Un dipinto di Domenico Tintoretto nel palazzo ducale di Venezia celebra la battaglia navale di Salvore nel 1177. Sostituisce quello di Gentile da Fabriano realizzato due secoli prima e andato distrutti in un incendio. La Serenissima non voleva fare a meno di quelle immagini che ricordano la prima grande vittoria della flotta veneziana contro quella imperiale del Barbarossa. Il fatto è che mentre il dipinto di Tintoretto autentico il soggetto raffigurato probabilmente è un falso. Secondo gli storici, la battaglia di Salvore davanti alle coste istriane in realtà non c’è mai stata anche perché resa superflua da un accordo di pace. Ma per i dogi di Venezia, anche a costo di alterare la verità, era essenziale enfatizzare la conquista del controllo dell’Adriatico e in prospettiva l’espansione in tutto il Mediterraneo.

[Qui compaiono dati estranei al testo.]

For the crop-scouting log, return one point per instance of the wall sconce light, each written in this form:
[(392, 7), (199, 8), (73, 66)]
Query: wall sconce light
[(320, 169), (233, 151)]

Comincia da questa millantata vittoria il racconto di Alessandro Marzo Magno in “Storia di Venezia in dieci battaglie navali” (Laterza, 280 pagine, 20 euro) ripercorrendo vicende che, nell’arco di quasi sette secoli, il destino della Serenissima sia stato sempre determinato dal predominio sul mare. Fatta eccezione per quella di Salvore, le altre nove battaglie sono tutte vere e ampiamente documentate. Ma soprattutto ciascuna di esse è stata cruciale per la vita della repubblica veneziana. A vittorie esaltanti come Lepanto o la prima battaglia dei Dardanelli si contrappongono cocenti sconfitte. Fra queste la più umiliante è quella della Polesella nel 1509 quando una flotta di galee veneziane penetra nel delta del Po ma viene praticamente annientata dall’artiglieria del duca di Ferrara e da allora in poi la Serenissima eviterà qualunque scontro navale su fiumi e laghi.

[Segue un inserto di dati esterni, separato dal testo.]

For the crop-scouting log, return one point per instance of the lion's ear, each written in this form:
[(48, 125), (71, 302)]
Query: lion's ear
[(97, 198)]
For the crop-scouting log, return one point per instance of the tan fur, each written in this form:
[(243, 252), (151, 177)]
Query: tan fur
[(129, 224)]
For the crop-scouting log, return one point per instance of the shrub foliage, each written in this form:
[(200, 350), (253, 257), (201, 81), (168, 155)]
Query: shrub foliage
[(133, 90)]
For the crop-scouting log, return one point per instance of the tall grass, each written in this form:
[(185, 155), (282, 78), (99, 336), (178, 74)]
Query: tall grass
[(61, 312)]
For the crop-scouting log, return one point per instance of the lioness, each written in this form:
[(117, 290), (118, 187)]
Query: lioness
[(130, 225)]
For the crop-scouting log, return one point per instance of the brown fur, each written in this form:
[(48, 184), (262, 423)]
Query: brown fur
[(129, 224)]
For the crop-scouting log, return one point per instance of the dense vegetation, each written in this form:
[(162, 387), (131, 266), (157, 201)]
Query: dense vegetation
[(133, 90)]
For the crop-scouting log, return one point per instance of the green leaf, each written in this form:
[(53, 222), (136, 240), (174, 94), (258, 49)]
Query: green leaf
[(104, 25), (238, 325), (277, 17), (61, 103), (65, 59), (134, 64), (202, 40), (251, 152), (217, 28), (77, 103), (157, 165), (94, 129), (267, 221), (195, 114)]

Ma se qualche episodio è a dir poco inglorioso altri risultano addirittura epici. Nel 1649 con un blitz a sorpresa a Focea sulla costa occidentale dell’Anatolia i veneziani riescono a distruggere una flotta ottomana nettamente superiore per numero di navi e cannoni. Sarà considerata una vittoria inutile perché poi Venezia perderà la guerra e parte dei suoi domini nell’Egeo ma rimane comunque un’operazione talmente ardita da essere studiata nei manuali di strategia. Il libro di Alessandro Marzo Magno racconta però non solo le vicende belliche ma porta a scoprire tutto il contesto in cui esse si inseriscono.
La forza di Venezia sta nell’avere una potente flotta da guerra. Le dimensioni tuttora visibili dell’Arsenale lo dimostrano. Ma lo conferma anche l’espansione della repubblica verso l’entroterra per avere in abbondanza il legno e il ferro per costruire navi e cannoni. Emerge anche l’interesse per l’innovazione: la maggiore potenza di fuoco dell’artiglieria delle galeazze veneziane rispetto alle tradizionali galee è determinante per la vittoria della flotta cristiana a Lepanto. Ma Venezia da sola non può competere a lungo. Nel Settecento, dalla battaglia di Matapan al raid in Tunisia, i risultati delle guerre sul mare diventano sempre più effimeri. A ripensarci forse le vittorie migliori sono quelle dove non si è dovuto sparare un colpo. Anzi, come a Salvore, non c’è stata nemmeno la battaglia.